Gordon Rae

Personal information
- Date of birth: 3 May 1958 (age 66)
- Place of birth: Edinburgh, Scotland
- Position(s): Centre back Centre forward

Youth career
- Whitehill Welfare
- 1975–1977: Hibernian

Senior career*
- Years: Team / Apps / (Gls)
- 1977–1990: Hibernian / 347 / (47)
- 1990–1992: Partick Thistle / 77 / (3)
- 1992: Hamilton Academical / 9 / (0)
- 1992–1993: Meadowbank Thistle / 21 / (2)
- Total:  / 454 / (52)

Managerial career
- Gala Fairydean
- Edinburgh City
- Newtongrange Star

= Gordon Rae =

Scottish footballer and manager

Gordon Rae (born 3 May 1958) is a Scottish retired footballer, who played mainly as a defender for Hibernian, Partick Thistle, Hamilton Academical and Meadowbank Thistle. He also played sometimes as a centre forward, scoring over 50 goals in the Scottish Football League in his career.

== Career ==
Rae signed for Hibernian as a 17-year-old from Whitehill Welfare in 1975. He made his first team debut two years later, and scored in a 2–0 win against Rangers at Ibrox in his second appearance. He became club captain, appeared in the marathon 1979 Scottish Cup Final and won a First Division winners' medal in 1981.

Rae was awarded a testimonial match by Hibs in 1988, played against Manchester United. Joe Tortolano was sent off during the match for a tackle on Gordon Strachan.

He joined Partick Thistle for £65,000 in 1990, and helped them win promotion to the Premier Division in 1992. He finished his playing career after the 1992–93 season, during which he played for Hamilton Academical and then Meadowbank Thistle.

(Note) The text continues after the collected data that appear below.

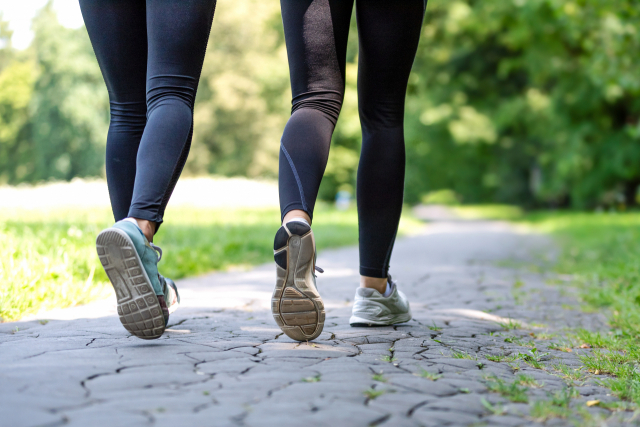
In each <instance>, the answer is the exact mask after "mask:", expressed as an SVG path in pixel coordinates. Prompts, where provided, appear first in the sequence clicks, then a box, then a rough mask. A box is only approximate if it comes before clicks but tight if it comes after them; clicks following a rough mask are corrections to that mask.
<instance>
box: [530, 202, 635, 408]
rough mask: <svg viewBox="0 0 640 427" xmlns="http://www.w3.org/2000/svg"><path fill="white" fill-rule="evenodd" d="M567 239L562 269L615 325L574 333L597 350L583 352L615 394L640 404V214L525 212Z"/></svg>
mask: <svg viewBox="0 0 640 427" xmlns="http://www.w3.org/2000/svg"><path fill="white" fill-rule="evenodd" d="M525 219H526V220H527V221H528V222H529V223H531V224H533V225H534V226H536V227H537V228H538V229H540V230H544V231H549V232H552V233H554V234H555V235H556V236H558V238H559V239H560V242H561V243H562V244H563V247H564V250H563V252H562V253H561V256H560V259H559V262H558V266H557V269H558V271H559V272H560V273H564V274H567V275H570V276H568V277H570V278H571V279H572V282H574V283H575V284H577V285H579V286H580V287H581V288H582V290H583V292H582V298H583V300H584V302H585V303H586V304H588V306H590V308H591V309H593V310H598V311H604V312H605V313H606V314H607V315H608V318H609V323H610V325H611V331H610V332H608V333H606V334H602V333H594V332H589V331H585V330H578V331H576V333H575V334H574V335H573V336H572V337H573V338H574V340H577V341H578V342H582V343H583V344H586V345H588V346H589V347H591V348H594V349H595V350H594V351H593V352H591V353H589V354H585V355H581V356H580V358H581V360H582V362H583V363H584V365H585V367H586V369H587V370H588V371H589V372H591V373H592V374H596V375H600V374H609V375H612V377H611V378H609V379H606V380H603V384H604V385H606V386H608V387H609V388H610V389H611V390H612V391H613V393H614V394H615V395H617V396H619V397H620V398H622V399H626V400H629V401H631V402H634V403H635V405H640V373H639V372H638V369H637V366H638V365H639V364H640V347H639V346H638V339H639V338H640V326H639V325H640V310H638V305H639V304H640V280H639V279H640V261H639V260H640V214H639V213H637V212H633V213H600V214H597V213H596V214H587V213H558V212H555V213H548V212H545V213H534V214H530V215H528V216H527V217H526V218H525Z"/></svg>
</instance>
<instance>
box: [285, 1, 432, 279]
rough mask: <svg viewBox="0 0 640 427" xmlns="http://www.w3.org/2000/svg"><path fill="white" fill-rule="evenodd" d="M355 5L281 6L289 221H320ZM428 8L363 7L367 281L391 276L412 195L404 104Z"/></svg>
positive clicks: (361, 107)
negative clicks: (307, 220) (288, 61)
mask: <svg viewBox="0 0 640 427" xmlns="http://www.w3.org/2000/svg"><path fill="white" fill-rule="evenodd" d="M353 2H354V0H281V1H280V4H281V7H282V20H283V22H284V33H285V39H286V44H287V53H288V56H289V71H290V74H291V91H292V94H293V101H292V104H293V108H292V110H291V111H292V114H291V118H290V119H289V122H288V123H287V126H286V127H285V130H284V134H283V135H282V141H281V150H280V179H279V184H280V209H281V212H282V217H283V218H284V215H285V214H286V213H287V212H289V211H291V210H294V209H300V210H303V211H305V212H307V213H308V214H309V216H311V217H313V208H314V205H315V201H316V197H317V195H318V188H319V187H320V181H321V180H322V175H323V174H324V170H325V167H326V165H327V159H328V157H329V145H330V143H331V135H332V134H333V130H334V128H335V125H336V122H337V120H338V115H339V114H340V109H341V107H342V99H343V95H344V75H345V63H346V51H347V37H348V35H349V22H350V20H351V11H352V9H353ZM425 8H426V1H425V0H402V1H394V0H358V1H357V4H356V17H357V20H358V34H359V40H360V51H359V58H358V105H359V112H360V122H361V124H362V153H361V155H360V164H359V166H358V185H357V200H358V218H359V229H360V274H361V275H363V276H369V277H379V278H385V277H387V273H388V270H389V258H390V257H391V250H392V249H393V243H394V241H395V236H396V233H397V230H398V222H399V220H400V214H401V211H402V199H403V192H404V169H405V152H404V130H403V119H404V101H405V93H406V90H407V81H408V78H409V73H410V71H411V66H412V64H413V60H414V57H415V54H416V49H417V47H418V41H419V39H420V31H421V28H422V19H423V17H424V11H425Z"/></svg>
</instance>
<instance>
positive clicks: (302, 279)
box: [271, 221, 325, 341]
mask: <svg viewBox="0 0 640 427" xmlns="http://www.w3.org/2000/svg"><path fill="white" fill-rule="evenodd" d="M273 250H274V258H275V261H276V287H275V289H274V291H273V296H272V297H271V312H272V313H273V318H274V320H275V321H276V323H277V324H278V326H280V329H282V332H284V333H285V334H287V336H288V337H289V338H292V339H294V340H298V341H308V340H312V339H314V338H317V337H318V335H320V333H321V332H322V328H323V327H324V316H325V312H324V304H323V303H322V298H320V294H319V293H318V289H317V288H316V276H315V270H318V271H320V272H322V270H321V269H320V268H318V267H316V243H315V240H314V239H313V231H311V227H309V226H308V225H306V224H303V223H301V222H297V221H291V222H289V223H287V224H285V225H283V226H282V227H280V229H279V230H278V232H277V233H276V238H275V240H274V243H273Z"/></svg>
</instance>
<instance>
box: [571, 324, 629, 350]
mask: <svg viewBox="0 0 640 427" xmlns="http://www.w3.org/2000/svg"><path fill="white" fill-rule="evenodd" d="M570 336H571V337H572V338H573V339H574V340H575V341H577V342H581V343H582V346H581V347H582V348H606V349H609V350H621V349H623V348H624V346H623V344H622V341H621V340H620V337H619V336H616V335H615V334H613V333H610V334H604V335H603V334H601V333H600V332H591V331H587V330H586V329H578V330H577V331H576V332H575V334H571V335H570Z"/></svg>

He left Meadowbank to become manager of Gala Fairydean, in a spell that coincided with their failed attempt to enter the Scottish Football League in 1994. He was sacked by Gala after a Scottish Cup defeat by East Fife, who then recruited him as an assistant coach.

He went on to manage Edinburgh City before working in Hibs' youth system. He left Hibs in November 2002 to manage junior side Newtongrange Star.